We are fortunate to work on a broad and varied range of cars, many of which have remarkable stories behind them. An important and fascinating part of restoration is the research needed to ensure authenticity and to appreciate elements and finishes which require conservation. Tracing and understanding a car’s history can be hugely important to achieve this.
Below is a brief selection of cars we have worked on embracing this ethos. We are lucky enough to possess original period photographs of these cars, giving us the rare opportunity to compare them to current photographs.
This stunning Astura carries “Bocca” coachwork by Pininfarina. This coachwork takes its name from the dealership which commissioned the production and was a close family friend of Lancia. Only six cars carried this particular style of coachwork, of which only four survive. This car is one of only two built on the long chassis. The Astura is powered by a narrow angle 2.9 litre V8 engine and employs Lancia’s sliding pillar front suspension. When clothed with this body the Astura was the most luxurious, elegant and expensive car produced in Italy in the 1930s.

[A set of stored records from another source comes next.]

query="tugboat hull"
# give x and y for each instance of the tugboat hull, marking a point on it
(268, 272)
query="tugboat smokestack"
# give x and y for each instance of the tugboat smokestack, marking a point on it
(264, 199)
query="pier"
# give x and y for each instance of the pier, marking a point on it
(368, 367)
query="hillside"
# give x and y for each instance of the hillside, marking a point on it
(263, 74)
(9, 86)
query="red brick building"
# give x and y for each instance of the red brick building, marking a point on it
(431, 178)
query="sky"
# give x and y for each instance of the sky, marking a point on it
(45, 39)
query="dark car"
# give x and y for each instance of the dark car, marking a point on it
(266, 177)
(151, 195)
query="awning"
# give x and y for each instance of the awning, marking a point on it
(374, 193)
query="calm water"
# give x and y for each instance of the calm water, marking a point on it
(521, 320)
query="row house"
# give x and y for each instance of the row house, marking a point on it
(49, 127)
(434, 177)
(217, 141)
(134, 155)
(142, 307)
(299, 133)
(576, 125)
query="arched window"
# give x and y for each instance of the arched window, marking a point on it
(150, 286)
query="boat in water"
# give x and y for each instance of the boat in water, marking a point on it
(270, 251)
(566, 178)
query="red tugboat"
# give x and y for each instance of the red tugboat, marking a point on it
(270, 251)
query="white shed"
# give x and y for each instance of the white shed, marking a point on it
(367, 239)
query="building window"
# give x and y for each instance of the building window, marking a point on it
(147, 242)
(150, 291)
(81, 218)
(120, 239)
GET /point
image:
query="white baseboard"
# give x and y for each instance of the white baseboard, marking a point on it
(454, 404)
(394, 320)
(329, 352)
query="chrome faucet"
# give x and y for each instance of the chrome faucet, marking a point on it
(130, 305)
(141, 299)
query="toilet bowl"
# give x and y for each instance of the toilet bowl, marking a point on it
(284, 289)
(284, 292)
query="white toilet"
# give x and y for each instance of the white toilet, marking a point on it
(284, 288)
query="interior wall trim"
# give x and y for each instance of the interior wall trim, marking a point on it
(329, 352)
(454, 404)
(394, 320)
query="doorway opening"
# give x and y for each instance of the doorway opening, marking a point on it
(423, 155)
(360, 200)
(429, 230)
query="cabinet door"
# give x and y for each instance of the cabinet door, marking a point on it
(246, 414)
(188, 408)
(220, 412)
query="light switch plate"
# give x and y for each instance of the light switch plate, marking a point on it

This particular car was first registered on 17th November 1936 in the name of Navarra Viggiani, one of Mussolini’s generals. It remained on Italian soil until it was sold to the present owner in 2015. It has also retained its Italian registration number – Roma 53070 – throughout its life. This car is totally original and carries a magnificent unrestored body and interior. It still retains the original intricate cross latticed leather seats and elaborate power hood, which Sergio Farina himself designed after being soaked with the roof down in a thunderstorm between Genoa and Turin. The Farina coachwork is so elegant and striking that it makes even the best of contemporary British coachwork appear old fashioned and conservative. We have carried out a sympathetic and thorough recommissioning, ensuring the car performs like new whilst conserving its original finishes. It has since achieved multiple concours successes.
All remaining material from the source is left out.